The Road to Betterment:
- Dump baggage.
- Get my ass in gear for school.
- Work out.
Got the first one done. Am working on the third one. I've been keeping an almost regular schedule when it comes to doing push-ups. Did you know that the shower curtain bar in the South showers is surprisingly sturdy? Makes for a GREAT chin-up bar. And it's right there everytime I take a shower, which is every day. I already feel a lot better now that I've been doing this just a little bit.
Um, that second one, though? I'll get back to you after this week is over... I need to finish up three lab reports and study for three different exams. At least this week ends on Wendesday at 3:05PM, though! Yay for fall break! Yay for not having a reason to go home anymore! It'll be nice and laid back this weekend. I imagine Phil and I will finally get around to beating Mega Man 9 this weekend too.
Over the past two months or so I've acquired a fair amount of small t-shirts that fit a hell of a lot better than my old larges. Hell, some of my larges were actually extra-large, that I've had since junior high! WTF. These smalls fit a lot better. I really like how they look on me too. Paul Schizzy thought I lost weight when he saw me the other day, but it's really just because I'm wearing shirts that fit a hell of a lot better now.
The one-acts and improv that I saw on Friday were really well done. No offense to the one-act directors or actors, but improv is consistently better than whatever follows them. Especially the comedian Thursday night. She was complete balls.
Changes
I've got it in my head these past few days that I should get a haircut, but I have no idea what I would do. I liked it when it was short like it was almost precisely a year ago. I also love having the long bangs that come down the side of my face. I miss how my hair would look after I waited for the El on the platform and after I walked to work during the summer. The wind shaped my hair very nicely and I just don't have that anymore. I could emulate the look with hair stuff and a hairdryer, I'm sure, but that a) requires money and b) requires time that would make me feel like a girl. Neither of which is all that desirable. We'll see what happens, if anything I need at least a trim and to bring the back up a little bit more than the rest.
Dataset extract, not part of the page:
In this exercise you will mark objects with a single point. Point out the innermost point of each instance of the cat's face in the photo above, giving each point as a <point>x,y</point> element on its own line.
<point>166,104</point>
Though that might end up looking gay or extra-feminine. I don't know. And it's pretty much decided that I have to keep some sort of goatee going, because otherwise I look far too feminine in the face. I just have to figure out how long I want to keep the thing and then how to keep it that long. All I've always done is let it get stupid long and then shave it all off.
I constantly have dreams about my bottom front tooth being loose and falling out. Last night I had one about all of my bottom front teeth being loose. And to quite a degree, too. It was very unnerving. I finally had that wake-from-a-dream-into-another-dream situation too. I was running around some warehouse and felt my teeth loose. I woke up and was laying in bed, and tried playing with my teeth, they were still loose. I woke up again and all was fine. I don't recall if this was the final time I woke up.
I talked with Jacki a few hours ago. I think my attitude change helped a lot. She said some things that hurt me, but only because she felt/is that way now because of the things I said a week ago that hurt her. I would rather her tell me the truth though. Neither of us knows what's going to happen from here, but I feel a lot better right now. In the end I have learned a lot that is bound to serve me well and that's what life is about.. growing.
Now to eat some food and play some Kirby.